Coaching is very much guidance rather than advice. You could hire your own private coach (a personal retirement trainer?) but increasingly, more enlightened employers provide this as an employee benefit.
This has to be handled sensitively. If your HR department suggested attending a retirement planning course, you might view this as a one-way ticket to the knacker’s yard. But judging by the research, many might welcome the chance to have someone hold their hand through the process.
I’ve been told about one company that ran a two-day course for groups of employees over 50. They were encouraged to bring along their spouse so they could explore their retirement options together, which I thought was excellent. The sessions stopped short of tailored advice, but served as a call to arms for couples to dig out their paperwork and start working out what potential strands of retirement income they could weave together.
In the UK, this is an increasingly complex calculation.
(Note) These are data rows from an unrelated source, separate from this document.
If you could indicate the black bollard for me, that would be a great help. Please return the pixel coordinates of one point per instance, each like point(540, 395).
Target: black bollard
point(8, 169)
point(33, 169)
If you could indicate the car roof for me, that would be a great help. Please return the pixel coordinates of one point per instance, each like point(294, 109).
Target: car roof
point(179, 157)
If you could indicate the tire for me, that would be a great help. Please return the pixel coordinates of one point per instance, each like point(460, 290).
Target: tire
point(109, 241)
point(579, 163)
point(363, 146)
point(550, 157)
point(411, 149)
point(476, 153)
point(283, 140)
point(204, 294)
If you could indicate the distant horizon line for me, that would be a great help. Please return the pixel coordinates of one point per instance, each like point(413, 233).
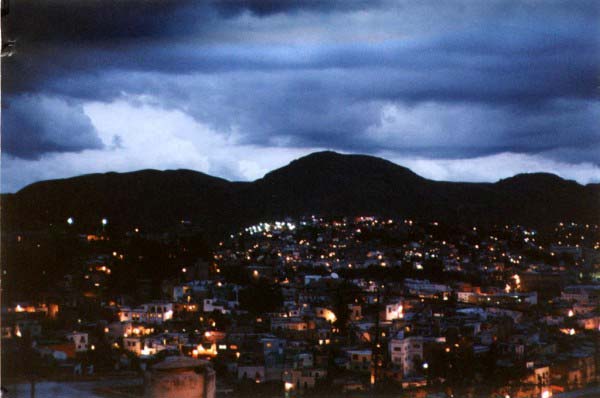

Those approaching retirement might expect to receive some income from a defined benefit pension, plus have various DC pots to manage (which may or may not be “lifestyled” into gilts as they age). If they’re lucky, they will also have stocks and shares Isas, cash savings and potentially income from buy-to-let property.
The challenge is pulling all of this together into a coherent plan, working out a “retirement sequence” of what you might take when, and from where. Coaching may help give you a better idea of what’s possible, but the tax complexity of pensions — particularly when benefits are crystallised — is something for which even I would turn to a professional adviser for help.
Firms offering coaching services are geared towards explaining the basics, familiarising the unwary with information about tax-free lump sums, how annuities work and what drawdown involves.
Some teach basic cash flow planning techniques to shed light on what kind of lifestyle you could sustain based on your current retirement projection — and how this could improve if you added to your pot or kept working for longer.
Nearly half of Brits polled by Smart said they saw retirement as a gradual transition, rather than a one-off event. Given the challenge of the gender pensions gap, I’m not surprised this view was slightly more prevalent among women.
Another useful exercise is doing a state pension forecast. If you or your spouse have any “missing years”, do consider filling any gaps dating back to 2006 before the new tax year in April, after which you can only go back six years.
We may have pension pots from previous jobs dotted around, but providers need to take some collective responsibility and work with employers to find a way of scaling up workplace coaching. If it becomes more widespread, it would be a fantastically useful primer for the over 50s, helping them squeeze the most out of their free session with the government’s PensionWise service, or informing their search for a qualified advice professional (assuming they can afford this).
However, I fear that for a growing cohort of UK workers, there will be precious little in the way of pension assets to be eked out as the cost of living crisis makes it harder to save.
Being able to afford day-to-day living costs ranked as the top retirement worry in the Smart survey. A separate study this week from Abrdn found that almost two thirds of over 55s had seen a drop in disposable income, and more than half haven’t been able to save at all or as much as they had previously. Over a third of those surveyed said they were spending their savings to beat the cost of living crisis.
Add all this together, and the result will be more and more “Cafters” — folks who Can’t Afford To Retire. This is a problem that today’s policymakers seem blissfully untroubled by (they must hope they can leave it to whoever takes over after they retire). But this is storing up trouble for future taxpayers who will inevitably have to make up the shortfall.
If you’re a Cafter, resigned to working for many more years, maybe retraining as a retirement coach could be an option? I predict there will be a booming market.